Column, Living the Dream

Preparing, crunching

By Merisa Sherman

It’s crunchy season. A gorgeous afternoon, with the shining sun strong in the sky, but the ground beneath is the loudest it will be all year. A few inches of beautiful snow had melted back to reveal snowy patches alternating with leaves frozen on the ground. It was like a chorus of white and brown crunchiness. But it is the perfect time to see where snow will gather — and where it most definitely will not. The time to go exploring and learn new sections of the Vermont forests and get a good taste of what will be in the weeks and months ahead, once winter finally awakens.

By Merisa Sherman
Walking through the early winter woods, one finds where the snow sticks first and where the problem branches lurk.

We walk these woods in every season, marveling at how stark the differences are. Right now, everything is dead except for a random piece of grass sticking up from beneath the leaves. It is a luxuriously bright green and is in direct contrast to the dullness of the late autumn woods. It is the time of year where you can see for what feels like miles, the leaves having fallen to the ground and clearing the view.

One would think in all these newly discovered vastness, that the crunchy sounds would echo through the valley but there is just enough snow to absorb the sound. My hiking partner is wandering in the woods only a quarter mile away, and I can only hear him when he makes our traditional whoop calls. For the most part, I am alone in these woods. Well, except for the massive amount of deer tracks that are, apparently everywhere.

I have never been a hunter. It’s not something that I consciously decided not to do; it just wasn’t something that my father passed down to me. It’s actually something that I would love to learn how to do, but it always seems so elusive even though it is so easily accessible. In my travels in the hunter’s woods, I stop and take notice of all the possibilities around me. I try to notice the different tracks, the rub marks of antlers on a tree or the well worn bed of a happy moose.

Sometimes when I’m out looking for good skiable terrain, I grab a thick stick and pretend it’s a rifle. My old chef once told me that that was how he trained his black lab to hunt for grouse during the off-season. I hold my stick with a two hand carry, the imaginary barrel laid across my left forearm and train myself to look and listen for the sounds of scrambling hares, and I have been shocked by the accidental flushing of a nest of grouse. I might be hunting for ski trails, but I’m still trying to be aware of my surroundings.

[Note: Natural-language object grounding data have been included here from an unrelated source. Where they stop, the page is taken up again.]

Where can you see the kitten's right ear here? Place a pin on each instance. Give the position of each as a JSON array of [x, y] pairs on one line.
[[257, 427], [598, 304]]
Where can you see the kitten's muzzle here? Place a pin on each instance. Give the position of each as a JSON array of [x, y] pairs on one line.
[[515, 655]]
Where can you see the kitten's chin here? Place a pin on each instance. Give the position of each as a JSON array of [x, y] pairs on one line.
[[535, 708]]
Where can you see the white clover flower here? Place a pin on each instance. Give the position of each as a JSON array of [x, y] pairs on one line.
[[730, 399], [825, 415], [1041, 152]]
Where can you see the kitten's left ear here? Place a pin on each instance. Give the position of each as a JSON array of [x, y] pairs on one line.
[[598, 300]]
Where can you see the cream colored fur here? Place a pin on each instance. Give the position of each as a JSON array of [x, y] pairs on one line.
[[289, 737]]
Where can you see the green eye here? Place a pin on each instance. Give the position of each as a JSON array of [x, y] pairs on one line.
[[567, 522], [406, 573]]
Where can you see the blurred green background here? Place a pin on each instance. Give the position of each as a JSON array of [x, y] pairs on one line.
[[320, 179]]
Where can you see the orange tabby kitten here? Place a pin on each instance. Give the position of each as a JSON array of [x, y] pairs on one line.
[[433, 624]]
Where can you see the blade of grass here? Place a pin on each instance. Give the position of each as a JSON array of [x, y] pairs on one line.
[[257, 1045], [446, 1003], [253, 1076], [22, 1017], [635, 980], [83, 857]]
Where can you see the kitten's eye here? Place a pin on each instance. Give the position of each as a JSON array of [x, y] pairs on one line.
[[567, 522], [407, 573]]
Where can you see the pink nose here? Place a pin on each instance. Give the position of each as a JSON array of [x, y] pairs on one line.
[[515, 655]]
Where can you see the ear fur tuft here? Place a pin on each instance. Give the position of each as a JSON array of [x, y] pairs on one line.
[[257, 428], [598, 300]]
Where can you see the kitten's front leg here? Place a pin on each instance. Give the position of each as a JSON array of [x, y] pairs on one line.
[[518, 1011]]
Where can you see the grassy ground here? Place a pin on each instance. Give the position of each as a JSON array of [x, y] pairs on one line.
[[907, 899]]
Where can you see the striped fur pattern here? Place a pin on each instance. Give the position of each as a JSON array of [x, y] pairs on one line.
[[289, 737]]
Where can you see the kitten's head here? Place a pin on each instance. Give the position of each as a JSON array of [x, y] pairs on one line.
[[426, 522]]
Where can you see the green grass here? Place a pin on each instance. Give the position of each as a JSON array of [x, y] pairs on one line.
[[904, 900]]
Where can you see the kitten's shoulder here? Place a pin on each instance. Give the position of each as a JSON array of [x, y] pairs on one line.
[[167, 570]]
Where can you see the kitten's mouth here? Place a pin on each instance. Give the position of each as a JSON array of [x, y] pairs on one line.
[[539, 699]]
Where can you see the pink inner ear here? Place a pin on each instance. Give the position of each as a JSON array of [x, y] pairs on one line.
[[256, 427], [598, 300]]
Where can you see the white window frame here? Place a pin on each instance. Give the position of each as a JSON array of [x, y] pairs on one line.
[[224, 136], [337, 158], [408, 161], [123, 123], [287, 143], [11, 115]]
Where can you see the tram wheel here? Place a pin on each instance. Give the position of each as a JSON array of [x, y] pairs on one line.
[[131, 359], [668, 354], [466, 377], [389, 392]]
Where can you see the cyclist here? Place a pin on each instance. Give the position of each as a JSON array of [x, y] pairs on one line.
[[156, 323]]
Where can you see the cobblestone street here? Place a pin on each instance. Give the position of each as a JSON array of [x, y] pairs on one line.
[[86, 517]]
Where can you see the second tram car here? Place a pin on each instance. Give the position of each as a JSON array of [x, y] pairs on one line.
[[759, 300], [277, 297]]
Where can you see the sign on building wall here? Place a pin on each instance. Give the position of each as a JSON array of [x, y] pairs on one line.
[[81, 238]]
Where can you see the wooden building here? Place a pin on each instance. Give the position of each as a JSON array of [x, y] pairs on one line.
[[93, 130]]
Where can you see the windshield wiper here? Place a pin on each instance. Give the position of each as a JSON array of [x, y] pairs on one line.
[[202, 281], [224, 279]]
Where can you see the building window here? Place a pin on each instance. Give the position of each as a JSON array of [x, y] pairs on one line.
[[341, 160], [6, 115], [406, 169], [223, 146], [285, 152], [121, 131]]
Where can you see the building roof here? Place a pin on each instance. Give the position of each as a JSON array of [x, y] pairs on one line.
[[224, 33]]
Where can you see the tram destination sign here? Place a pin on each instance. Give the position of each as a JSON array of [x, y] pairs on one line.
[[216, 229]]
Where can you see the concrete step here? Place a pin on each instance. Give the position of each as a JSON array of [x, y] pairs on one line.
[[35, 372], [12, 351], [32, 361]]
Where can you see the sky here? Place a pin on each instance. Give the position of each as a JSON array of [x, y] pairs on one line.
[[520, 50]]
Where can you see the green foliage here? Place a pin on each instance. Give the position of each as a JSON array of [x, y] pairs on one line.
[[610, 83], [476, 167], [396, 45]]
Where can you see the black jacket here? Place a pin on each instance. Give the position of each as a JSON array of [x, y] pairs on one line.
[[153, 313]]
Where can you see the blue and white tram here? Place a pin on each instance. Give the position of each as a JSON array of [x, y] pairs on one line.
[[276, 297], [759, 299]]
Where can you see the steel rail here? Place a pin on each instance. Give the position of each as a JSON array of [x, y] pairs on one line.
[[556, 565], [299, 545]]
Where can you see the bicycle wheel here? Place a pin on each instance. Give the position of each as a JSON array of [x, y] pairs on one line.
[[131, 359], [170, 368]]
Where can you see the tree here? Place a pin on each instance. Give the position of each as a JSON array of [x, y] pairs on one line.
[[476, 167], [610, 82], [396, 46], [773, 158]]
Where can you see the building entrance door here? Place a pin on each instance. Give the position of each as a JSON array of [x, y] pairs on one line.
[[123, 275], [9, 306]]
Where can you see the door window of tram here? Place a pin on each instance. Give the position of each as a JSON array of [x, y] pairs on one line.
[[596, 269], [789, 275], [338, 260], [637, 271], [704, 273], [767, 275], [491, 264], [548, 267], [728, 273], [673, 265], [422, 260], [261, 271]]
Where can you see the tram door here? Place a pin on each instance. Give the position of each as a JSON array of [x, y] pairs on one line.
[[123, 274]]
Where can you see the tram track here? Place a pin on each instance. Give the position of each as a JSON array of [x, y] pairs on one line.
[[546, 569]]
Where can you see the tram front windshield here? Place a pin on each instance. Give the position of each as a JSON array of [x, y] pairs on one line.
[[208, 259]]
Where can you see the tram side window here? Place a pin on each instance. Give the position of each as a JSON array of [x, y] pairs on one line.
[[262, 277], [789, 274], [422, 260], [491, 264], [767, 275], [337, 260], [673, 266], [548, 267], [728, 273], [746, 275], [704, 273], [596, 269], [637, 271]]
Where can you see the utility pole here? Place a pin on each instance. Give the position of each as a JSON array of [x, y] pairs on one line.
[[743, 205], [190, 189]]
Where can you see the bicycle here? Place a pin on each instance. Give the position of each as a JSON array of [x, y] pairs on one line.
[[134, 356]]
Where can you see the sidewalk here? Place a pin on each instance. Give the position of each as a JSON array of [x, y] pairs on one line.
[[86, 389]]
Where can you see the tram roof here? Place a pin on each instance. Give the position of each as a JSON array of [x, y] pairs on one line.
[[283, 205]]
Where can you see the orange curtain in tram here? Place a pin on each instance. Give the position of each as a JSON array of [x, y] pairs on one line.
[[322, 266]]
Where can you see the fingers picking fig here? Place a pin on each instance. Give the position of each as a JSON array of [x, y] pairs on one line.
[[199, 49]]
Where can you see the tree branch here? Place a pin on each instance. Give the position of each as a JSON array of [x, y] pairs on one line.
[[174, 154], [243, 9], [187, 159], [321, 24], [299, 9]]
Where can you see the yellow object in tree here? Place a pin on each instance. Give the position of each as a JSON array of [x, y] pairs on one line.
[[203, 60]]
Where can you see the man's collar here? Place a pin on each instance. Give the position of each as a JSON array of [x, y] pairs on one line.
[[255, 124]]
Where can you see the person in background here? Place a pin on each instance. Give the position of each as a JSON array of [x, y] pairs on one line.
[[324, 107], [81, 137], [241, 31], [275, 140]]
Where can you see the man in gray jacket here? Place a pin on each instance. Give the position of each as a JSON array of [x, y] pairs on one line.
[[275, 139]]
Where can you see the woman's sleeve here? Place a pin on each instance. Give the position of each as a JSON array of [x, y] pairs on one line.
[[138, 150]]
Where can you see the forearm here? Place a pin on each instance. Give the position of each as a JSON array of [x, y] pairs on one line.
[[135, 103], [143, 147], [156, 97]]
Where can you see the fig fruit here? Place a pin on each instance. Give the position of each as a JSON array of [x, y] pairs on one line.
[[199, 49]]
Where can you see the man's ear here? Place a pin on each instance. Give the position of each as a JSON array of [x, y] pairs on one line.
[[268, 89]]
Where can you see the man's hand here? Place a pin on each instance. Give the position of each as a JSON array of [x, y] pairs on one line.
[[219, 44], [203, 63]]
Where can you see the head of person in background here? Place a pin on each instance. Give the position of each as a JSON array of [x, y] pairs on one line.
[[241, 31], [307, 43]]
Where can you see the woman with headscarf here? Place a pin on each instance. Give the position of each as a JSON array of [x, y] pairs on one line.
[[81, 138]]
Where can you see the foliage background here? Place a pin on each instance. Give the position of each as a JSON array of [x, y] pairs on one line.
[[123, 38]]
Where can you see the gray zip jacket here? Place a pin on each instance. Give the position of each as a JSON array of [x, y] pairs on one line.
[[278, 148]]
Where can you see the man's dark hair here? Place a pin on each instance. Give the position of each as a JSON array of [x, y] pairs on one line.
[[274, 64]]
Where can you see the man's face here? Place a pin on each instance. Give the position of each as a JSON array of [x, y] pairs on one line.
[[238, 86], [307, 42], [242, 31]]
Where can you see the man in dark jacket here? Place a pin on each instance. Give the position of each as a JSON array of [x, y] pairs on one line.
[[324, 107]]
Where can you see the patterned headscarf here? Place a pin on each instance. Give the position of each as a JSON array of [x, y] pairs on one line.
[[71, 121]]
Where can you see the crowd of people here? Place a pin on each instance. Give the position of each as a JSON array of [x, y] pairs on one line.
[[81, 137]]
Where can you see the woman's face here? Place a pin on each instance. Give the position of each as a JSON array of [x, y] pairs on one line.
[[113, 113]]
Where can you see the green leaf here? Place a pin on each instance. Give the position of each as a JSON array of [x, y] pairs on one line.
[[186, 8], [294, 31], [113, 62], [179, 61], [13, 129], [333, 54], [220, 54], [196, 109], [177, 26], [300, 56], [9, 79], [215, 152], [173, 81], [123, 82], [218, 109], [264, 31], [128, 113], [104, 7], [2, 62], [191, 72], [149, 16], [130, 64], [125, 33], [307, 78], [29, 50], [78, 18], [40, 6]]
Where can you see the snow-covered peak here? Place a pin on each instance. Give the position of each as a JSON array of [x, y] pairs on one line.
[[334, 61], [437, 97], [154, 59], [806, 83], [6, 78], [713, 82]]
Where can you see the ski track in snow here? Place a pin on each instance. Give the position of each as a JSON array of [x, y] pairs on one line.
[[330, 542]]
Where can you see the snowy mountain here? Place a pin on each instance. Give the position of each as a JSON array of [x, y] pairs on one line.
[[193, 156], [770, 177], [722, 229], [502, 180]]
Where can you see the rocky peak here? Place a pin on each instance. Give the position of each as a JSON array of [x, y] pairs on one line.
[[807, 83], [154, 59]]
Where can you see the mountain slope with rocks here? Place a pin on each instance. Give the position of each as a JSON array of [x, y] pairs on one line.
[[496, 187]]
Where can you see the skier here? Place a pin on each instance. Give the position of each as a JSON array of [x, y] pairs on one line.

A large open field marks an ideal place for spotting a deer — or a great powder stash — and up in a tree I spot an old tree stand. I smile, patting myself on the back for finding the spot before the tree stand. I don’t know if I would be a good hunter, but I am definitely getting better at finding some pretty good hunting spots. And judging by the fact that there is also plenty of snow lining the ground, it will be a pretty good skiing spot as well!

Marking the location on my map, I keep moving on through the woods. On my autumn mission, I am also trying to make the woods safer for those winter explorations. I see a big ugly stick and move it out of the way, adding it to an already existing pile of ugly sticks. Trust me, no one wants to have the tip of their board lift up the stick and shove it into the gut. Being a little scared is part of the excitement of skiing the woods, but no one wants to figure out how to get to safety with the internal organs skewered.

I call this part The Unveiling. I walk through the woods quietly cleaning up fallen debris from the snowy patches and moving them onto the leafy ones like I am organizing the woods into piles of go and no go. I don’t bring pruners or a chainsaw, I just take the time to do a bit of tidying. Like Marie Condo — will this stick bring joy to me and others in this location? Or could it possibly cause severe injury? If the answer is unhappiness, I help build a shelter for smaller animals by adding it to an already existing pile of icky sticks.

Maybe I am simply making excuses to take meandering walks in the woods during hunting seasons. But if there is one thing I cannot stay away from, it is the Vermont woods — beautiful no matter the season. So, I’m donning my hunter orange, grabbing my imaginary rifle and going out doing my own form of hunting — for skiable terrain.